The story, written by Marnie O’Neill, describes the blind mystic “who reportedly foretold 9/11, the 2004 Boxing Day tsunami, the Fukushima nuclear spill and the birth of ISIS also made dire predictions for 2016 and beyond”. Why the story has been published now is unclear – there is no anniversary of her birth (January 1911) or death (August 1996), though the supposed predictions about ISIS may give it some currency. However, fake ‘predictions’ attributed to her have made it into tabloid media before; because written records of what she said are hard to get by, we can’t tell if any of the current reports are even legit.

“Bulgaria-born Prophetess Baba Vanga,” the story continues, “who died in 1996 aged 85, was known as ‘the Nostradamus of the Balkans’ thanks to a purported 85 per cent success rate and has long been revered in Russia and Europe as a kind of supernatural saint.”

That success rate goes against the results Australian Skeptics have tallied of the New Year predictions by local ‘psychics’ published in their own industry publications.

“Over the last eight years or so, our local ones have only achieved about five per cent accuracy, and even that is for pretty obvious or general predictions,” says Richard Saunders, former president of Australian Skeptics Inc, who has made a study of assessing the predictions as published in the Australian Psychics Directory and elsewhere.

If the description of Vanga as a Balkan Nostradamus is valid, then like her 16th century French counterpart, her predictions would be subject to cherry picking and variable translations and interpretations depending on the times. Vanga was illiterate or semi-literate, and she apparently did not write any books herself, with staff members financed by the Bulgarian government capturing what she allegedly said.

Those of Vanga’s predictions quoted seem to all be apocalyptic visions of the future of the world – particularly Europe – and even Mars, where a war will break out in 3005 and change the trajectory of the planet.
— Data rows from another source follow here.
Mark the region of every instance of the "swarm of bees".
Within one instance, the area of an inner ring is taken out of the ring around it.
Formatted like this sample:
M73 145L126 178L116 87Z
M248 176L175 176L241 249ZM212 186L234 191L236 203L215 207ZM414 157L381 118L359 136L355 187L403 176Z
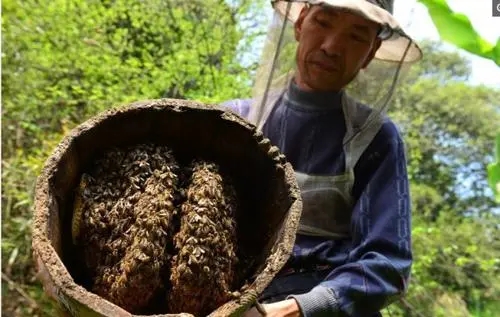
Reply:
M237 261L236 207L236 193L217 165L194 162L174 237L169 312L206 316L230 298Z
M234 294L237 208L214 162L183 168L154 144L106 152L82 175L73 211L91 291L142 313L167 290L169 313L208 314Z

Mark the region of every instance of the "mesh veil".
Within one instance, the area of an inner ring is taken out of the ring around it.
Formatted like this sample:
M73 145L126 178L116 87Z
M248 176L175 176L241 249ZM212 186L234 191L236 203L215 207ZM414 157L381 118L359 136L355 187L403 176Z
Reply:
M330 2L347 3L351 6L347 9L352 10L357 9L356 6L361 5L362 1L330 0ZM249 113L249 120L258 129L262 129L277 99L286 91L296 72L298 43L295 40L293 21L298 12L297 7L304 6L306 2L318 3L318 1L275 1L273 3L275 10L257 70L252 92L252 107ZM364 14L359 11L356 13ZM364 15L369 14L373 15L370 10ZM392 23L389 22L388 24ZM354 116L358 118L356 131L349 138L344 139L345 143L350 142L361 131L370 129L374 122L380 122L380 118L387 113L397 84L404 78L412 62L418 59L418 57L415 58L415 48L418 49L416 44L397 25L390 31L390 41L386 41L385 45L381 46L371 63L344 88L345 94L350 99L370 109L368 113L354 113ZM388 46L387 43L392 46ZM398 54L391 55L391 52L385 51L387 47L393 48L394 45L399 45L396 51ZM419 52L417 50L417 53ZM351 110L355 112L356 109L357 107L354 107ZM370 130L373 130L373 133L378 131L373 128Z

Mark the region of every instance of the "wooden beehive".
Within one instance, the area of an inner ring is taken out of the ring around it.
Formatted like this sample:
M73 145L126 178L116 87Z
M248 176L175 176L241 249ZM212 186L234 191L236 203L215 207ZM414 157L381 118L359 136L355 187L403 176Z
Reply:
M33 256L47 290L74 316L135 316L85 287L71 220L82 171L110 147L164 144L181 161L217 162L234 181L240 295L210 313L238 316L284 266L302 208L292 167L270 141L236 114L214 105L162 99L104 112L75 128L55 149L37 180ZM155 316L191 316L151 311Z

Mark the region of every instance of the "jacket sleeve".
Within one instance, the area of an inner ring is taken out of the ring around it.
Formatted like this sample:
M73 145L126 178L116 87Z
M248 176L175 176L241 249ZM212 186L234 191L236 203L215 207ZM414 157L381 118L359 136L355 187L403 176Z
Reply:
M220 106L228 108L237 115L247 119L248 113L250 112L250 102L251 101L249 99L234 99L223 102Z
M354 247L309 293L291 295L304 317L372 316L402 296L412 264L409 181L398 135L380 152L352 214Z

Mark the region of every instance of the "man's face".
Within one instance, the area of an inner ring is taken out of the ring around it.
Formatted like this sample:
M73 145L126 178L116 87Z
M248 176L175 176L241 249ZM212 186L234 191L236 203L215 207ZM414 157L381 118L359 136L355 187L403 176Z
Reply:
M326 6L302 10L295 23L296 81L310 91L341 90L380 47L379 26L359 15Z

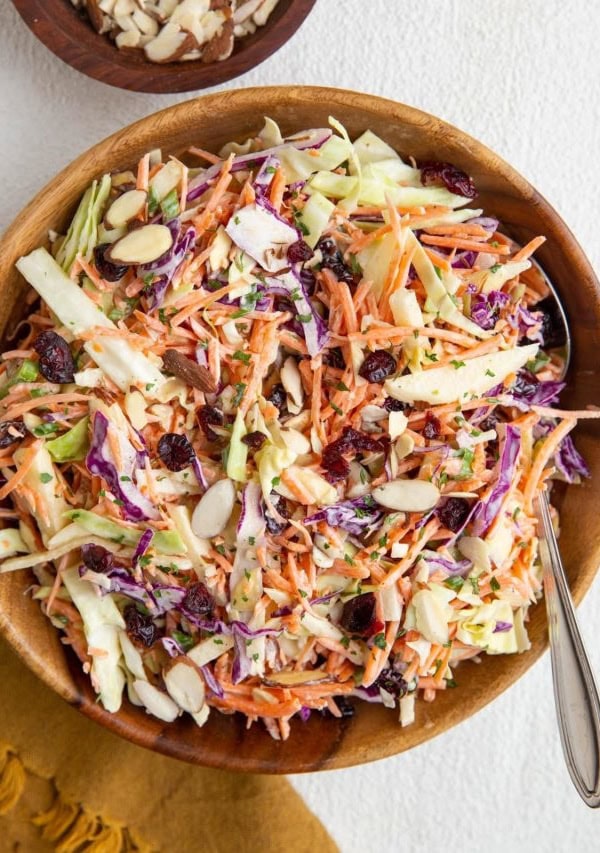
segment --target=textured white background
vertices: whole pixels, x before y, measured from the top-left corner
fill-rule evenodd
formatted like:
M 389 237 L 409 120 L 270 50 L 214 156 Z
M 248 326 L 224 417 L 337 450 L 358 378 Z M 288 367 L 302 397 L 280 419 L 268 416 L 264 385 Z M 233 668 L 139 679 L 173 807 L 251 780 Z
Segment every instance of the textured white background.
M 523 173 L 600 269 L 599 42 L 598 0 L 318 0 L 291 42 L 229 86 L 327 84 L 437 114 Z M 0 230 L 92 143 L 187 97 L 88 80 L 0 0 Z M 600 672 L 599 611 L 596 584 L 580 616 Z M 600 814 L 563 766 L 547 659 L 411 754 L 293 782 L 343 853 L 600 850 Z

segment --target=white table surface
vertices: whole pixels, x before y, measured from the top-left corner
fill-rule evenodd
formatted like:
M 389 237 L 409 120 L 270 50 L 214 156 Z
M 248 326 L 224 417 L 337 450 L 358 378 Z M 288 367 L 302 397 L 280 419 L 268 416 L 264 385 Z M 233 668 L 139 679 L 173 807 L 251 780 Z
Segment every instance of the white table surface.
M 227 87 L 327 84 L 447 119 L 525 175 L 600 270 L 599 42 L 597 0 L 318 0 L 286 46 Z M 0 230 L 88 146 L 191 96 L 89 80 L 2 0 Z M 600 582 L 580 617 L 600 672 Z M 292 781 L 343 853 L 600 850 L 600 814 L 580 802 L 563 765 L 547 657 L 410 754 Z

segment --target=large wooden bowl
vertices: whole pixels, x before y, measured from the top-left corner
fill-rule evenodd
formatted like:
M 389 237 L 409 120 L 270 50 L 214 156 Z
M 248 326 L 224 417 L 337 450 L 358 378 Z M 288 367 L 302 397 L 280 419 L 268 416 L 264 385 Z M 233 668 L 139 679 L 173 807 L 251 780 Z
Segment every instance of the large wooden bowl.
M 63 62 L 120 89 L 161 94 L 218 86 L 260 65 L 293 36 L 315 2 L 279 0 L 265 26 L 236 39 L 233 53 L 222 62 L 158 65 L 148 62 L 141 50 L 119 50 L 93 29 L 71 0 L 13 0 L 29 29 Z
M 160 146 L 178 153 L 190 143 L 217 150 L 231 139 L 257 131 L 269 115 L 291 133 L 327 124 L 329 115 L 351 136 L 367 128 L 401 153 L 457 164 L 475 178 L 485 209 L 500 217 L 515 239 L 536 234 L 548 241 L 539 258 L 559 289 L 573 332 L 574 351 L 566 403 L 598 403 L 600 388 L 600 287 L 582 250 L 558 214 L 520 175 L 466 134 L 432 116 L 392 101 L 326 88 L 246 89 L 209 95 L 179 104 L 125 128 L 83 154 L 58 175 L 17 217 L 0 245 L 0 332 L 19 316 L 25 283 L 14 263 L 46 240 L 49 228 L 64 228 L 87 184 L 109 169 L 130 166 Z M 218 116 L 218 121 L 215 120 Z M 577 443 L 592 468 L 592 478 L 569 488 L 562 500 L 561 548 L 571 588 L 579 602 L 600 561 L 600 438 L 584 421 Z M 544 606 L 533 608 L 532 650 L 517 656 L 486 658 L 480 666 L 457 669 L 458 689 L 429 705 L 418 703 L 416 722 L 399 727 L 393 711 L 360 705 L 353 718 L 334 720 L 313 714 L 294 722 L 292 735 L 277 743 L 260 725 L 245 731 L 241 717 L 213 713 L 198 729 L 191 719 L 165 725 L 124 704 L 116 715 L 96 702 L 81 666 L 65 650 L 58 632 L 26 595 L 31 576 L 0 576 L 0 630 L 23 661 L 68 702 L 92 719 L 135 743 L 197 764 L 269 773 L 344 767 L 401 752 L 465 720 L 506 690 L 547 646 Z M 550 701 L 550 699 L 548 700 Z

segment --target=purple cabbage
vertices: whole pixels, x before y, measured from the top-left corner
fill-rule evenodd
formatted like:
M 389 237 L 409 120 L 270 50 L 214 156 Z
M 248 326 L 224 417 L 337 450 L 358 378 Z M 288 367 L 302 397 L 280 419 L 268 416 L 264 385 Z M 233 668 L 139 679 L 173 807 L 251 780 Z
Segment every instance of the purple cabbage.
M 185 654 L 184 649 L 179 645 L 177 640 L 173 639 L 173 637 L 161 637 L 160 641 L 169 657 L 176 658 Z
M 477 260 L 477 252 L 460 252 L 452 261 L 452 267 L 455 270 L 470 270 Z
M 204 681 L 206 682 L 206 686 L 208 687 L 208 689 L 212 693 L 214 693 L 215 696 L 218 696 L 219 699 L 221 699 L 224 696 L 223 688 L 215 678 L 212 669 L 209 667 L 208 664 L 205 663 L 204 666 L 200 667 L 200 671 L 204 676 Z
M 310 719 L 311 710 L 307 708 L 306 705 L 303 705 L 298 711 L 298 716 L 302 720 L 303 723 L 306 723 L 308 719 Z
M 248 675 L 252 668 L 252 661 L 248 654 L 248 641 L 257 637 L 277 637 L 281 634 L 275 628 L 249 628 L 245 622 L 234 621 L 231 623 L 234 643 L 233 667 L 231 669 L 231 680 L 239 684 Z
M 108 430 L 116 433 L 121 451 L 121 468 L 117 469 L 108 442 Z M 115 498 L 120 501 L 121 512 L 128 521 L 158 519 L 154 505 L 138 489 L 135 470 L 143 465 L 145 454 L 138 453 L 129 439 L 112 424 L 102 412 L 94 415 L 92 440 L 85 460 L 90 474 L 106 482 Z M 125 479 L 124 479 L 125 478 Z
M 206 475 L 204 474 L 204 471 L 202 469 L 202 463 L 200 462 L 196 454 L 194 454 L 192 468 L 194 470 L 196 479 L 198 480 L 198 485 L 201 486 L 204 491 L 206 491 L 208 489 L 208 480 L 206 479 Z
M 295 136 L 290 136 L 284 139 L 281 145 L 275 145 L 273 148 L 265 148 L 264 151 L 251 151 L 248 154 L 238 155 L 231 164 L 231 171 L 232 173 L 242 172 L 245 169 L 261 166 L 269 157 L 276 157 L 282 148 L 287 148 L 290 145 L 298 151 L 304 151 L 307 148 L 320 148 L 331 136 L 332 131 L 329 128 L 317 128 L 306 131 L 304 135 L 296 134 Z M 200 198 L 220 175 L 222 168 L 223 161 L 215 163 L 210 169 L 207 169 L 190 181 L 187 200 L 195 201 L 197 198 Z
M 475 509 L 471 516 L 474 536 L 482 536 L 500 512 L 502 501 L 509 491 L 515 476 L 520 451 L 521 431 L 517 427 L 507 425 L 500 460 L 497 466 L 498 479 L 487 499 L 475 504 Z
M 544 336 L 542 335 L 542 315 L 538 312 L 529 311 L 523 305 L 519 305 L 517 313 L 514 317 L 508 318 L 509 323 L 513 328 L 519 330 L 519 334 L 526 337 L 527 340 L 534 343 L 543 344 Z
M 449 575 L 463 575 L 473 568 L 471 560 L 453 560 L 451 557 L 442 557 L 437 551 L 422 551 L 422 557 L 430 570 L 441 569 Z
M 154 273 L 156 280 L 148 288 L 147 296 L 149 298 L 149 310 L 154 311 L 160 308 L 163 303 L 165 293 L 175 273 L 185 260 L 187 253 L 191 250 L 196 242 L 196 231 L 194 228 L 188 228 L 185 234 L 180 234 L 180 223 L 178 219 L 173 219 L 167 223 L 173 236 L 173 245 L 162 257 L 153 261 L 150 264 L 143 264 L 137 268 L 137 275 L 143 278 L 148 273 Z
M 508 305 L 509 301 L 508 294 L 501 290 L 478 294 L 471 301 L 471 319 L 482 329 L 493 329 L 500 316 L 500 310 Z
M 482 228 L 485 228 L 486 231 L 489 231 L 490 234 L 493 234 L 494 231 L 498 230 L 498 226 L 500 223 L 493 216 L 475 216 L 473 219 L 468 219 L 466 222 L 467 225 L 481 225 Z
M 502 394 L 502 402 L 527 412 L 532 406 L 550 406 L 558 402 L 564 382 L 539 382 L 533 373 L 520 370 L 512 387 Z
M 496 627 L 492 631 L 493 634 L 501 634 L 505 631 L 510 631 L 512 624 L 510 622 L 496 622 Z
M 80 573 L 82 577 L 94 581 L 94 573 L 87 571 L 85 567 L 80 570 Z M 138 601 L 151 612 L 152 616 L 161 616 L 168 610 L 177 609 L 185 596 L 185 589 L 178 586 L 138 581 L 123 566 L 115 566 L 108 572 L 104 572 L 102 578 L 108 578 L 110 581 L 108 588 L 98 583 L 102 594 L 115 592 Z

On a more positive note, she predicted that in 2028 mankind will fly to Venus to search for new sources of energy (she must not have seen the toxic and corrosive atmosphere of the planet) and that by 2130 civilisations will live underwater with the help of aliens. Finally, though, in 3797 everything on Earth will have died and civilisation will move to a new star system.

Update 8/12/15: Channel TEN’s The Project took a nice stab at debunking this story on their 8 December program – skip to about 17:45 to watch the segment which features Richard Saunders, and a psychic who describes Vanga as ‘phenomenal’.